Innate signaling within the central nervous system recruits protective neutrophils

• Main Authors: Reza Khorooshi, Joanna Marczynska, Ruthe Storgaard Dieu, Vian Wais, Christian Rønn Hansen, Stephanie Kavan, Mads Thomassen, Mark Burton, Torben Kruse, Gill A. Webster, Trevor Owens
• Format: Article
• Language: English
• Published: BMC 2020-01-01
• Series: Acta Neuropathologica Communications
• Subjects: Innate signaling; Phagocytosis; Neutrophils; EAE; CNS homeostasis
• Online Access: https://doi.org/10.1186/s40478-019-0876-2

Abstract There is great interest in understanding how the central nervous system (CNS) communicates with the immune system for recruitment of protective responses. Infiltrating phagocytic monocytes and granulocytes are implicated in neuroinflammation in multiple sclerosis and its animal model experimental autoimmune encephalomyelitis (EAE).
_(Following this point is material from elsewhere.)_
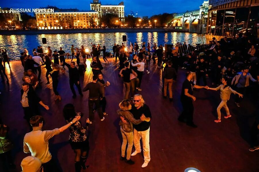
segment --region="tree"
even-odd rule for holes
[[[135,25],[137,23],[138,19],[131,15],[128,15],[125,17],[124,19],[125,22],[128,25],[128,27],[130,28],[134,28]]]
[[[117,15],[114,14],[109,13],[103,16],[100,20],[100,23],[102,25],[111,28],[113,26],[116,26],[116,20],[119,21]],[[118,22],[118,26],[119,26],[119,24]],[[120,24],[119,26],[120,26]]]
To investigate how CNS endogenous signals can be harnessed to promote anti-inflammatory programs, we have used a particulate Toll-like receptor 9 and nucleotide-oligomerization domain 2 bispecific innate ligand (MIS416), to address whether its phagocytosis within the CNS recruits protective myeloid cells. We find that MIS416 injected intrathecally into the cerebrospinal fluid via the cisterna magna induced a local chemokine response that recruited blood-derived monocytes and neutrophils to the CNS. These cells phagocytosed MIS416. The increase in EAE severity normally seen from time of onset did not occur in mice receiving MIS416. This suppression of disease symptoms was dependent on expression of the type I interferon receptor (IFNAR). Transfer of intrathecal MIS416-induced neutrophils suppressed EAE in recipient mice, while monocytes did not transfer protection. MIS416-induced neutrophils showed increased IL-10 expression that was IFNAR1-driven. In contrast to intrathecal administration, intravenous administration of MIS416 led to monocyte but not neutrophil infiltration to the CNS. We thus identify a CNS-intrinsic and -specific phagocytosis-induced recruitment of anti-inflammatory neutrophils that contribute to CNS homeostasis and may have therapeutic potential.